野島 一つは出店率の向上です。現在、出店している自治体の人口は、日本の全人口の約18 %。市場はかなり残っています。ただ、IT機器を扱う業態では第1次産業しかない地域への出店は難しいので、都市部を開拓することになります。今年度は500万~600万人の人口を抱える東京都心部を含めた4店舗を出店予定で、これにより全人口に対する比率が20%に上昇します。
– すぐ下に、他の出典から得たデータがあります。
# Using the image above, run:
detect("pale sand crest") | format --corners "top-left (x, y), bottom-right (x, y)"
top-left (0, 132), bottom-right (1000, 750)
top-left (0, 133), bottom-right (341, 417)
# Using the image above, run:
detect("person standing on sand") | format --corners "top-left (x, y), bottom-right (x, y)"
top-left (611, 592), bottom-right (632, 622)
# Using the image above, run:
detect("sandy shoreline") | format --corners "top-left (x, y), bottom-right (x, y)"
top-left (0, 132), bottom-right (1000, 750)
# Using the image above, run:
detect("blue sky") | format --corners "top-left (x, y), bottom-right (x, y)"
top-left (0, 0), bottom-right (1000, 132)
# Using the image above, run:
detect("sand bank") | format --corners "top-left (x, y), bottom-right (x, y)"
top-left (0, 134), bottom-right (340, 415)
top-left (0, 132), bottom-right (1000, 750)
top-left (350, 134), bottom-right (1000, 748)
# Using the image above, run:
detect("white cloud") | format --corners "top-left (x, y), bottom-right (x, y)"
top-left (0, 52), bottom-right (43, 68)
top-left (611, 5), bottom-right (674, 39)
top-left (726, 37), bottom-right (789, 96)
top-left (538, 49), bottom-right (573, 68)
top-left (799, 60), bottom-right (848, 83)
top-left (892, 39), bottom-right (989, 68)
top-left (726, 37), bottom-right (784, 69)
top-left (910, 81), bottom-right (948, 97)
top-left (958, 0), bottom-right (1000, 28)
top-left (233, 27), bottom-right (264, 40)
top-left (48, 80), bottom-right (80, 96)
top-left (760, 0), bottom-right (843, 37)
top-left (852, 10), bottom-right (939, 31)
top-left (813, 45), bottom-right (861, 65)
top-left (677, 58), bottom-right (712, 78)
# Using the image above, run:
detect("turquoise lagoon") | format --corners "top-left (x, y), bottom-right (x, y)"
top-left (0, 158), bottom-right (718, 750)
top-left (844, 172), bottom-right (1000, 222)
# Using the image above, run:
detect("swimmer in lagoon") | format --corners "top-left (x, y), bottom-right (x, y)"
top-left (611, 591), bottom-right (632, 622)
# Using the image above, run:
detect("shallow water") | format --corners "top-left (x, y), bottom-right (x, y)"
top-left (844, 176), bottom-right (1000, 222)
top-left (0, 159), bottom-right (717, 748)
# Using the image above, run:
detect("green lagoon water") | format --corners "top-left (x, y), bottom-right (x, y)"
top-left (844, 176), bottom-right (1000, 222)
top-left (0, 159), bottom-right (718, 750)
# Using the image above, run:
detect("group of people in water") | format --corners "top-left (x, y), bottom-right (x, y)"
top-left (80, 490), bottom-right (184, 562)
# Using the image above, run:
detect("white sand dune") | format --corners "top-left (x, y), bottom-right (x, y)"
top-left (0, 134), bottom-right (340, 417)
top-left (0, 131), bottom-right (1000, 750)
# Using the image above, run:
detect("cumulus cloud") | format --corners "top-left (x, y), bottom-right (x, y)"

 もう一つは「IoT(モノのインターネット)」への対応です。IoTとは、例えば帰宅中に駅で定期券を改札機にかざすと、自宅のエアコンが動き出すなど、さまざまなデバイス同士が連携することです。そこでは各メーカーの異なるデバイスをつなぐ役目をする機器や技術が重要です。それを提供し、継続的にサポートを行う企業は今のところありませんが、当社はそのサービスを提供できる位置にいます。最近では、スマホと無線通信でつながるヘルスメーター(オムロン社製)のサポートも開始しました。

── どんな会社を目指しますか。

野島 経営目標としては売上高経常利益率10%、株主資本利益率(ROE)15%を掲げています。理念としては困っているお客様との距離が近い会社であり続けたいです。また、販売日本一は目指しません。パイの奪い合いでなく、「新規需要掘り起こしモデル」を目指します。

(構成=大堀達也・編集部)

    Interviewer 金山 隆一(本誌編集長) Photo 根岸 基弘:神奈川県横浜市の本社で


■横 顔

Q 30代の頃はどんなビジネスマンでしたか

 父が経営する家電量販店ノジマを34歳で辞め、独立しました。創業5年でジャスダックに上場しました。

Q 最近買ったもの

 「アップルウオッチ」です。新しもの好きなので。毎日着けていて、結構はまっています。

Q 休日の過ごし方

 街歩きです。海外に行っても観光名所は行かず庶民の生活を見るのが好きです。

 

■人物略歴

のじま たかひさ  神奈川県出身。1978年桜美林高校卒業。82年桜美林大学経済学部卒業後、野島電気商会(現ノジマ)入社。94年独立し、ピーシーマーチャンダイズ(現ピーシーデポコーポレーション)を設立。99年10月にジャスダック上場。56歳。